MoerAI · 2026-05-20T02:43:04Z

Hi @p0pfan — thanks for the nudge, you're right that this should have landed already.

What happened: after the chatgpt-codex-connector P1 fix in 0d30320e (2026-05-19), upstream landed the lint sweep #83542 (chore(lint): remove underscore-dangle allow list) onto main. That sweep removed the __testing identifier from the allow list, and a tsgo rebase against current main surfaced that the 4 new CJK regression tests in dreaming-phases.test.ts referenced __testing.dedupeEntries while the import only brought in testing — so check-test-types started failing on the rebased head.

Just pushed 84bcee94d8:

Rebased on latest upstream/main (clean — 3/3 commits applied).
Renamed the 4 __testing.dedupeEntries references to testing.dedupeEntries (the existing imported binding; the testing as __testing alias in dreaming-phases.ts stays unchanged for any other consumers).
Local pnpm tsgo:extensions:test reports 0 errors in dreaming-phases.test.ts (the 6 unrelated infra errors on @openclaw/proxyline and src/plugin-sdk/file-lock.ts are pre-existing on main and not caused by this branch).
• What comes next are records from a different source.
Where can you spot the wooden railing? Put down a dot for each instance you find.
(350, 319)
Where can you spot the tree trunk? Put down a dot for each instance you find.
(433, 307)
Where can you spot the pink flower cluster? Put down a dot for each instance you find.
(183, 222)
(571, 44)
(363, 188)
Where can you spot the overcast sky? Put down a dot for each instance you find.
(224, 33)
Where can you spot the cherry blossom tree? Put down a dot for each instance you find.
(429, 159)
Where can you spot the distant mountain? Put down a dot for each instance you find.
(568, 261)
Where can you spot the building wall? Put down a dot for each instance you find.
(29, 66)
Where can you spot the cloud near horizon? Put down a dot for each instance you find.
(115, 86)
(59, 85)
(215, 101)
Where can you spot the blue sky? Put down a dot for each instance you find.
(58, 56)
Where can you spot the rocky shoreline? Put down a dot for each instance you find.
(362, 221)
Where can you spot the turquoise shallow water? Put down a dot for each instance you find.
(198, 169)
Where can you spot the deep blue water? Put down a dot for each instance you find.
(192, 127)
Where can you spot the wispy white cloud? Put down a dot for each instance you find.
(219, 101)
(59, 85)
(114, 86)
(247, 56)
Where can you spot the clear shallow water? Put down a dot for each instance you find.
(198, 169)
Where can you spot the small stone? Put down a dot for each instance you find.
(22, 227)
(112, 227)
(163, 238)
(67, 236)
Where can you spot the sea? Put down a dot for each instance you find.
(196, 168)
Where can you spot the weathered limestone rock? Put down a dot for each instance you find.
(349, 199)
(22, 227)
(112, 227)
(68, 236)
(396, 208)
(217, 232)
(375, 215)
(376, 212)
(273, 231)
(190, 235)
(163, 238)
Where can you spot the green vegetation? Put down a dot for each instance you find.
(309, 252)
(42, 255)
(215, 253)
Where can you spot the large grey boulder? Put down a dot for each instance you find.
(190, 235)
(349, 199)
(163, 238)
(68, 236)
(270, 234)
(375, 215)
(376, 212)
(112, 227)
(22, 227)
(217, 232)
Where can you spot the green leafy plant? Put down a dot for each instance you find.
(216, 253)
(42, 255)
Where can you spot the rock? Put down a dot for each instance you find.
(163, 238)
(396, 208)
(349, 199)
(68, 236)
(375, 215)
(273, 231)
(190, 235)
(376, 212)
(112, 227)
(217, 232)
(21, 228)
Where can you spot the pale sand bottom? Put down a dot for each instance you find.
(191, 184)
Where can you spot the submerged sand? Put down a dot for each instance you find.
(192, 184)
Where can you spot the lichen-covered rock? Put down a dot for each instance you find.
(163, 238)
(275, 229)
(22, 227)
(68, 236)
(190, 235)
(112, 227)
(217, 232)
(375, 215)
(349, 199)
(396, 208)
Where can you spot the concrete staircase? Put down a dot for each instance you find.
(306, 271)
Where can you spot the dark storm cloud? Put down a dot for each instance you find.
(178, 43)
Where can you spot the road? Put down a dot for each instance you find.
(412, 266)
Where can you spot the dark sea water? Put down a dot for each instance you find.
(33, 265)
Should clear check-test-types on the next CI run. Will keep an eye on the rerun and post the status once it's green so @Takhoffman can re-arm automerge.

clawsweeper · 2026-05-20T02:49:43Z

ClawSweeper PR egg

✨ Hatched: 🥚 common Pearl Shellbean

Hatch command

Comment @clawsweeper hatch when this PR is hatchable.

Hatchability rules:

Merged PRs are hatchable.
Open PRs are hatchable when they are status: 👀 ready for maintainer look, status: 🚀 automerge armed, or labeled clawsweeper:automerge.
Closed unmerged PRs are hatchable only when one of those hatchable labels is still present in the durable record.

Rarity: 🥚 common.
Trait: finds missing screenshots.
Image traits: location workflow harbor; accessory release bell; palette pearl, teal, and neon green; mood focused; pose curling around a status light; shell smooth pearl shell; lighting cool dashboard glow; background tiny artifact crates.
Share on X: post this hatch
Copy: My PR egg hatched a 🥚 common Pearl Shellbean in ClawSweeper.
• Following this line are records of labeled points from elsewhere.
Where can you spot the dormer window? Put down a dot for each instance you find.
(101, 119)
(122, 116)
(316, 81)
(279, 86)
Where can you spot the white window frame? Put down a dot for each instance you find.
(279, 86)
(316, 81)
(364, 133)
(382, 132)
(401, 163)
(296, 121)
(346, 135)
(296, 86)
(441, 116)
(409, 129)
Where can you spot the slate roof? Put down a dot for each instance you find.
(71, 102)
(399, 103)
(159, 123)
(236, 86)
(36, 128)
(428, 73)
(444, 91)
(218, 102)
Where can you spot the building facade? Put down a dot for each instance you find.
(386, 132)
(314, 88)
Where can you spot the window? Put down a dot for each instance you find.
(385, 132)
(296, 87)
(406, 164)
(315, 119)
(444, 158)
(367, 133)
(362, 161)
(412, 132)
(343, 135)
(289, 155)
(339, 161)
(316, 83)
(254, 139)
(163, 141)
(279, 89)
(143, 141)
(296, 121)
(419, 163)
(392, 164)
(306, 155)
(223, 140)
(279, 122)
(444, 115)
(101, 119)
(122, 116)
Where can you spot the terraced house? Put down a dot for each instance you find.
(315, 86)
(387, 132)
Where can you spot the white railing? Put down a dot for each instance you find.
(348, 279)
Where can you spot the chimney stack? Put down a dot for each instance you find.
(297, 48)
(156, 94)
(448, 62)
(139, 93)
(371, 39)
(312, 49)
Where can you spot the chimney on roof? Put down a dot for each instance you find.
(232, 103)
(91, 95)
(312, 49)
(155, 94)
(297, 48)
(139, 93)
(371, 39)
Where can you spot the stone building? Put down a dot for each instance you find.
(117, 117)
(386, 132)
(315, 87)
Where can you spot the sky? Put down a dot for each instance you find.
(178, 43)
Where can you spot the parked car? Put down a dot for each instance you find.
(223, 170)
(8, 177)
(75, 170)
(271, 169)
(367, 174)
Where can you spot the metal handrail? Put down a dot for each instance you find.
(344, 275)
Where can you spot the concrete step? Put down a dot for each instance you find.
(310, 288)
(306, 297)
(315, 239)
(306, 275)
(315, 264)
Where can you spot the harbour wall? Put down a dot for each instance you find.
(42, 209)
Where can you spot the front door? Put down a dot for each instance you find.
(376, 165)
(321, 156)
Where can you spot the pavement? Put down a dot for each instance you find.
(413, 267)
What is this egg doing here?

Eggs appear after the PR passes real-behavior proof. It is here for vibes, not verdicts: it does not change labels, ratings, merge decisions, or automation.
The shell reacts to review momentum: open follow-up work warms it up, re-review makes it wobble, and a clean final review lets it hatch.
Hatchability usually comes from sufficient real-behavior proof, no blocking P0/P1/P2 findings, no security attention needed, and clean correctness. A merged PR is already final, so merge makes the egg hatchable independently.
The hatch is seeded from this repository and PR number, so the same PR keeps the same creature; the reviewed head SHA can only change safe visual details.
Rarity is just collectible sparkle: 🥚 common, 🌱 uncommon, 💎 rare, ✨ glimmer, and 🌈 legendary.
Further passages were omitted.